Lago tem o maior desperdício por habitante


Dados do Programa de Gestão Ambiental (PGA) da Procuradoria-Geral da República mostram que o Lago Sul detém o incômodo recorde de maior desperdício de água por habitante no mundo, com um gasto médio diário de mil litros por pessoa. Habitantes de países como a Namíbia, na África, convivem com menos de um litro de água por dia.


No entanto, Marcus Vinícius Batista vê condições de mudanças neste panorama. “A criação do Grupo de Trabalho da Engenharia Ambiental é um exemplo de avanço. O espaço será aberto a toda a sociedade, sendo apenas coordenado por profissionais da categoria que dá nome ao grupo”, sintetizou.


Jeferson da Costa, especialista em recursos hídricos e representante da Adasa, apresentou uma análise técnica sobre os recursos desta natureza no DF. Nos dados estavam a caracterização das águas no DF e Entorno, os modelos de uso e os conflitos gerados a partir deles. Ele apresentou o plano de manejo da Área de Proteção Ambiental (APA) do Planalto Central e mostrou também a situação de alguns zoneamentos ecológicos econômicos (ZEEs).
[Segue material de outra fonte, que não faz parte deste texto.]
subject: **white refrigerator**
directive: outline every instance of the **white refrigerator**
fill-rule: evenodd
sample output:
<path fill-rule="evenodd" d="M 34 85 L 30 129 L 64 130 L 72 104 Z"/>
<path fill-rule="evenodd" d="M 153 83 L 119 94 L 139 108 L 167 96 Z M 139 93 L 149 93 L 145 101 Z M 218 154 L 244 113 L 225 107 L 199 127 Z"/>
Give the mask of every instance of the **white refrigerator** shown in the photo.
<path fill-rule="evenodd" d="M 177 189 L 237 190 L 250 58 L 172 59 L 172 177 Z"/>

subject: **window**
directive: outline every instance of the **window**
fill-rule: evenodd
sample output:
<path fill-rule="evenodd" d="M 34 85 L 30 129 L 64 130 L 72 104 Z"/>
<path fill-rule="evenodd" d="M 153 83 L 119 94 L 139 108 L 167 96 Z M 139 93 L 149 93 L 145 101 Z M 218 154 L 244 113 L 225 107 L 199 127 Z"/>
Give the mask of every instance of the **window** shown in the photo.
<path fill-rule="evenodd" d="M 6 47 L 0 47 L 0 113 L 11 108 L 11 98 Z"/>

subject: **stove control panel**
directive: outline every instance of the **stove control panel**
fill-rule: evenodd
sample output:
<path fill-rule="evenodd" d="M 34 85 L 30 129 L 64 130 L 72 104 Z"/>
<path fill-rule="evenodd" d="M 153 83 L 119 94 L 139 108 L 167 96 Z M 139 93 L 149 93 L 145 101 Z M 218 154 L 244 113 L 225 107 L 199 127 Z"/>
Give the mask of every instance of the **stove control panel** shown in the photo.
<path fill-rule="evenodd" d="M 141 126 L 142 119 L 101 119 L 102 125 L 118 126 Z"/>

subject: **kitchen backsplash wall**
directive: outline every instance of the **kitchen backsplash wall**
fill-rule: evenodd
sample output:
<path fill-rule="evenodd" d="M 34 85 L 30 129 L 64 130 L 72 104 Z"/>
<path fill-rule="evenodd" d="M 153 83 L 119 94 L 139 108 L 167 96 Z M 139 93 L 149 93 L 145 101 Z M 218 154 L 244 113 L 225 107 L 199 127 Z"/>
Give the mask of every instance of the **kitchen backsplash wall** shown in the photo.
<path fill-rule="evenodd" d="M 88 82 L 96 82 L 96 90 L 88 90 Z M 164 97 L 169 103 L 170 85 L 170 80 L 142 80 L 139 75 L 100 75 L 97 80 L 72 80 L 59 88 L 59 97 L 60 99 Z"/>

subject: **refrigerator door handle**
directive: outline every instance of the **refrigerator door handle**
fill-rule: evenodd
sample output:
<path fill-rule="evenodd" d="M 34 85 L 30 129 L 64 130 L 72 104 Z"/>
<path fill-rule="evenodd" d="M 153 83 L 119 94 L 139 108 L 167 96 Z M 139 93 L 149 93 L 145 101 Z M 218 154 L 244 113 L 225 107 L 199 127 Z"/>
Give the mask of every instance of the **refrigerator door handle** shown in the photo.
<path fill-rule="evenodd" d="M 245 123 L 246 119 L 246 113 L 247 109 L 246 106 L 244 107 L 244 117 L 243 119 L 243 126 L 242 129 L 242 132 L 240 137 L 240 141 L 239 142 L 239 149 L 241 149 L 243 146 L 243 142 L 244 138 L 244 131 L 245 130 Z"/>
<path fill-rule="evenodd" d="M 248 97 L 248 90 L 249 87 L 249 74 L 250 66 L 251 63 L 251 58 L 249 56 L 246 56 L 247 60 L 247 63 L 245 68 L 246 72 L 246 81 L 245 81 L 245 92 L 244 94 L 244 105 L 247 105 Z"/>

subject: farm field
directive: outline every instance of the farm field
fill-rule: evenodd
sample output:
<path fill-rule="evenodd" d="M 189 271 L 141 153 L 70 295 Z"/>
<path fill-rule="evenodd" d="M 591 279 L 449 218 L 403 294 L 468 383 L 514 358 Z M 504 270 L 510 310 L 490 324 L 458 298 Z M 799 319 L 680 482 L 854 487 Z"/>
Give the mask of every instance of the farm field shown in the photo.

Não é de hoje que a questão da degradação ambiental decorrente de obras e construções é tema de divergências no Distrito Federal. De um lado, ambientalistas e ativistas ligados ao setor alertam, principalmente, para os perigos da falta de água; de outro, construtoras e empreiteiras erguem milhares de obras por dia.


O Setor Noroeste é o mais recente exemplo. Em 2009 o Ministério Público Federal no DF (MPF-DF) recomendou ao Instituto Brasileiro dos Recursos Naturais e Renováveis (Ibama) que suspendesse imediatamente os efeitos da licença prévia emitida em 2007 para a construção das habitações na nova área.


Depois de muitos imbróglios administrativos e judiciais, o Noroeste enfim saiu do papel e, depois de adaptar-se à chamada cartilha verde, ostenta o título de “primeiro bairro ecológico do Brasil”. Cumpridas as exigências, as obras foram iniciadas.


A preocupação com a devastação da natureza para dar lugar a edifícios e condomínios é crescente. Frente à demanda ambiental, o grupo Sabin criou o laboratório Sabinbiotec. Especialista em estudos de alimentos, água, ar e solo, o Sabinbiotec oferece análises microbiológicas e físico-químicas para monitoramentos ambientais.